Na visão de Ancelotti, a estrutura atual do elenco favorece uma abordagem ofensiva: por isso, o comando tende a optar por quatro nomes de frente no esquema titular. O treinador citou nomes que figuram como opções claras para essas vagas, entre eles Vinícius Júnior, Rafinha, Estevão e João Pedro, e ressaltou que a seleção conta com um conjunto amplo de atacantes capazes de desequilibrar.
Segundo o próprio técnico, já existe um núcleo de 18 atletas com situação mais definida dentro do grupo que viajará ao torneio, mas as últimas vagas seguem em aberto. Para reduzir as dúvidas sobre formação e funções táticas, Ancelotti convocou uma lista com oito novidades para os amistosos que precedem a competição, marcados contra França e Croácia, nos dias 26 e 31 de março, respectivamente.
Entre os chamados pela comissão técnica aparecem defensores, meio-campistas e atacantes que terão chance de se integrar ao projeto. A lista inclui os zagueiros Bremer (Juventus) e Ibañez (Al Ahli), além de Léo Pereira (Flamengo); os meio-campistas Danilo (Botafogo) e Gabriel Sara (Galatasaray); e os atacantes Endrick (Lyon), Rayan (Bournemouth) e Igor Thiago (Brentford). O lateral-esquerdo Kaiki, do Cruzeiro, também foi convocado como novidade após a lesão de Alex Sandro, do Flamengo.

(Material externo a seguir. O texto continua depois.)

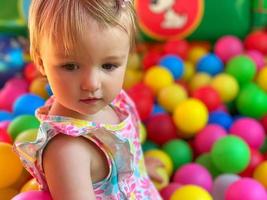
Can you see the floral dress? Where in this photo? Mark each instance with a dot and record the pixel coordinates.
(127, 177)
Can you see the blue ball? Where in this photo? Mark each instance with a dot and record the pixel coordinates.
(210, 64)
(221, 118)
(5, 116)
(174, 64)
(27, 104)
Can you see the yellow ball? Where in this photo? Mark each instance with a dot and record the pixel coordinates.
(189, 70)
(196, 53)
(132, 77)
(10, 167)
(170, 96)
(262, 78)
(27, 135)
(142, 132)
(190, 116)
(226, 85)
(163, 157)
(191, 192)
(157, 78)
(260, 173)
(30, 186)
(199, 80)
(8, 193)
(134, 61)
(162, 172)
(38, 87)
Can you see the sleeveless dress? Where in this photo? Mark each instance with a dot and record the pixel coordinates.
(127, 177)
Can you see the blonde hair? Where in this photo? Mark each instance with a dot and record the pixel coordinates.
(68, 19)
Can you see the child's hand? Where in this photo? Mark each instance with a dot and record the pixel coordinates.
(152, 164)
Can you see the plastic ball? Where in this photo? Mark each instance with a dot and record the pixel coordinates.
(242, 68)
(179, 151)
(170, 96)
(206, 161)
(227, 47)
(22, 123)
(260, 173)
(226, 85)
(30, 186)
(4, 136)
(221, 184)
(27, 104)
(257, 40)
(194, 174)
(167, 191)
(178, 47)
(33, 195)
(161, 129)
(190, 116)
(250, 130)
(255, 159)
(11, 167)
(196, 53)
(174, 64)
(207, 137)
(251, 96)
(210, 64)
(158, 78)
(221, 118)
(163, 157)
(230, 154)
(199, 80)
(37, 87)
(209, 96)
(191, 192)
(262, 78)
(257, 57)
(245, 187)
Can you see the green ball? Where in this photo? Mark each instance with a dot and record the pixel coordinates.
(179, 151)
(22, 123)
(205, 161)
(230, 154)
(252, 101)
(242, 68)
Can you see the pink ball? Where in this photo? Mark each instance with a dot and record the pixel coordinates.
(246, 188)
(167, 191)
(207, 137)
(33, 195)
(257, 57)
(194, 174)
(250, 130)
(227, 47)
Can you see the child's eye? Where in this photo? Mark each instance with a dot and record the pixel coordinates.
(70, 67)
(109, 67)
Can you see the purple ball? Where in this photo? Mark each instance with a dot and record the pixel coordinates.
(249, 130)
(207, 136)
(246, 189)
(195, 174)
(227, 47)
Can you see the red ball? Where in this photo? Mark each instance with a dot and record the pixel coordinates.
(151, 58)
(263, 122)
(5, 137)
(257, 40)
(143, 98)
(255, 159)
(209, 96)
(161, 128)
(178, 47)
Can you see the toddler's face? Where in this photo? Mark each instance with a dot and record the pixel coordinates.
(88, 79)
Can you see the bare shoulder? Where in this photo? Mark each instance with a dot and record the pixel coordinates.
(67, 162)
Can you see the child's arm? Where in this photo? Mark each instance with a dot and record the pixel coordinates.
(67, 168)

O goleiro Alisson, do Liverpool, sofreu uma lesão recentemente e foi substituído na lista por Hugo Souza, do Corinthians. Essas alterações demonstram que o processo de definição do elenco continua dinâmico e sujeito a mudanças por lesões e desempenho nos próximos jogos.
Ao defender quatro atacantes, Ancelotti sinaliza um modelo em que a criação e a finalização se sobrepõem à preocupação com excesso de contenção. Essa opção exige soluções no meio-campo e na organização defensiva para garantir equilíbrio: é preciso que alas e volantes contribuam tanto para a construção quanto para a recomposição.

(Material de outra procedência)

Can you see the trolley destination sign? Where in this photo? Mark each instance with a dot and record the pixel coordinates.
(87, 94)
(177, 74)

O ponto positivo destacado pelo técnico é a profusão de talentos ofensivos à disposição — não se trata de depender de uma única referência, mas de explorar múltiplas alternativas que possam criar desequilíbrio em diferentes situações. Vinícius Júnior, citado por Ancelotti, aparece como o jogador com maior expectativa de impacto no Mundial, mas o treinador lembrou que há outras peças capazes de decidir partidas.
Os amistosos contra França e Croácia funcionarão como laboratório: além de avaliar entrosamento e soluções táticas, servirão para testar os recém-chegados e ajustar a lista final. Com a contagem regressiva para o Mundial, a comissão técnica ainda precisa resolver dúvidas sobre as vagas remanescentes, especialmente em setores onde a concorrência é grande.

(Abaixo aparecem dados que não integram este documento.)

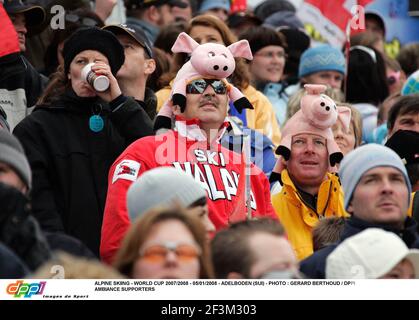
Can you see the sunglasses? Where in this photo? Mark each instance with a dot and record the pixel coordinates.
(198, 86)
(158, 253)
(88, 22)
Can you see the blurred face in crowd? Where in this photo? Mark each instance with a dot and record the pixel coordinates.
(408, 121)
(9, 177)
(271, 254)
(203, 34)
(182, 14)
(344, 139)
(164, 15)
(395, 80)
(268, 64)
(81, 87)
(136, 63)
(170, 252)
(19, 22)
(333, 79)
(308, 162)
(403, 270)
(381, 197)
(201, 210)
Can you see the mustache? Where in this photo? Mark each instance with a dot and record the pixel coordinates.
(208, 99)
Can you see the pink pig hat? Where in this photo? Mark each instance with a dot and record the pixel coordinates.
(208, 61)
(317, 115)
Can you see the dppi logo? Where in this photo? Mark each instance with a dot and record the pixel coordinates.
(27, 290)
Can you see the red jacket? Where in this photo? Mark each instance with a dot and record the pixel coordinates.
(217, 168)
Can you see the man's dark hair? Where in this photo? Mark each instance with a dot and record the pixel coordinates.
(230, 247)
(404, 105)
(327, 232)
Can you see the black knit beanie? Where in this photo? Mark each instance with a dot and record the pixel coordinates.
(94, 39)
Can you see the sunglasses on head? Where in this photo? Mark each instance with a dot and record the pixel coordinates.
(198, 86)
(157, 253)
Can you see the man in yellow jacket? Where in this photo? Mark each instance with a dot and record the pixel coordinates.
(309, 192)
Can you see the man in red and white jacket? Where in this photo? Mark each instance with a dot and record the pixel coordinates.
(193, 146)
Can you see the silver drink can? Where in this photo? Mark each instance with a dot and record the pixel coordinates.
(99, 82)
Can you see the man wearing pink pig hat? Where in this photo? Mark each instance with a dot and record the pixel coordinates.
(310, 192)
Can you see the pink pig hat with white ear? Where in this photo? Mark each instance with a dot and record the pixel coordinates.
(209, 61)
(317, 115)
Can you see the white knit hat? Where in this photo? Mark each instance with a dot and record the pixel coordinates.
(369, 254)
(162, 186)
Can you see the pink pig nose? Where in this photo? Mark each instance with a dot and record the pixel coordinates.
(323, 104)
(216, 67)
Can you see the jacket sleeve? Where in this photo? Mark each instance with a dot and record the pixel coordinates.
(116, 221)
(43, 203)
(130, 119)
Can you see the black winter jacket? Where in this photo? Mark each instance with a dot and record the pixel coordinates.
(70, 162)
(314, 267)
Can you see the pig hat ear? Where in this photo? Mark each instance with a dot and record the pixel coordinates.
(241, 49)
(184, 43)
(344, 115)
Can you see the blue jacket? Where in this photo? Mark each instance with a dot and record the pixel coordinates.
(314, 267)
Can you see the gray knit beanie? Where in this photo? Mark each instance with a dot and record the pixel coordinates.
(163, 186)
(12, 154)
(364, 158)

Na reta final da preparação, a combinação entre convocações experimentais e a manutenção do núcleo-base definido por Ancelotti deve determinar o perfil da seleção que disputará o título mundial: uma equipe que, nas palavras do treinador, pretende reunir a alegria e o talento do futebol brasileiro com disciplina tática suficiente para competir em alto nível.